Before Abraham Lincoln’s signing of the Emancipation Proclamation in 1863, eleven years had gone since Douglass’ speech. The last enslaved individuals in Texas did not hear that they were free until 1865. But freedom and independence remained false, meaningless concepts long after slavery was abolished.
Douglass’ message still holds true today, just as it did back in 1852. There is a purpose to the speech’s annual recitation by groups in the Boston area the week before the Fourth of July. The political environment we are in right now clearly reflects how our nation views freedom. Your freedom is a possibility, not a given if you are not white.
The Fourth of July is marked by pomp and ceremony, which includes numerous free musical performances, fireworks displays, and other themed events.
What is the Fourth of July to us when the same freedoms it is supposed to protect are routinely violated by the government? What does the Fourth of July mean to us now that our freedoms are merely temporary and prone to change? What exactly does the Fourth of July represent? Does it have any meaning? Or is it just a hollow promise?
“The rich inheritance of justice, liberty, prosperity, and independence, bequeathed by your fathers, is shared by you, not by me,” Douglass said in his speech. “…This Fourth of July is yours, not mine.” His assertions are ones we must meditate on when the time comes to pull out the fireworks and light up the grill when it’s time to head down to the Esplanade to watch the lights explode over the Charles River.
I wasn’t able to make it to the yearly reading of Douglass’ speech in Boston Common this year, and I’m not sure if my grandfather and I will ever go again.

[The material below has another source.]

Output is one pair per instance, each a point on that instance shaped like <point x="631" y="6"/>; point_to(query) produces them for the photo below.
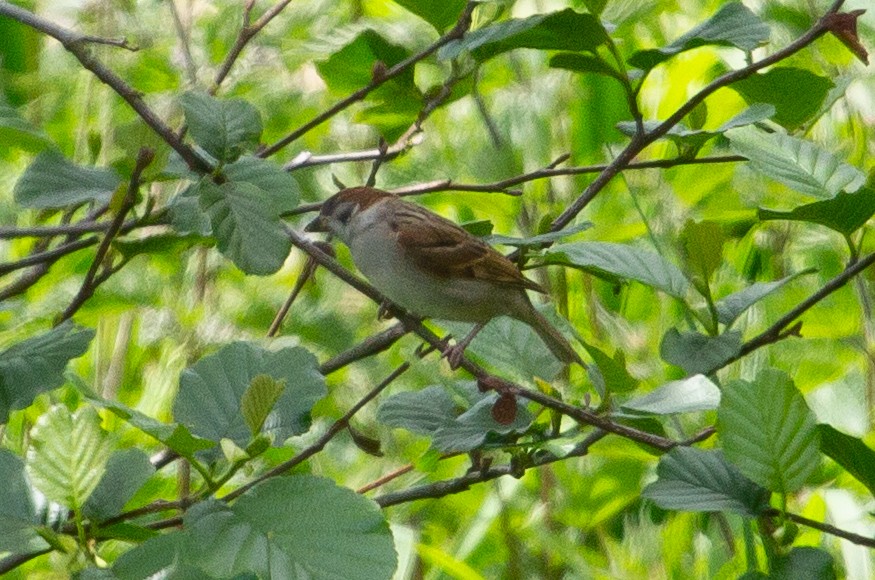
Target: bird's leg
<point x="455" y="353"/>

But the lesson I learned along with him all those years ago is still relevant today. For us, the Fourth of July still represents a phony declaration of freedom that is often just a mirage. It continues to be a meaningless festival with no soul. And each year we are reminded that even if we can attend the party, it isn’t for us. We are merely guests who could or might not be asked to leave after the celebration is finished.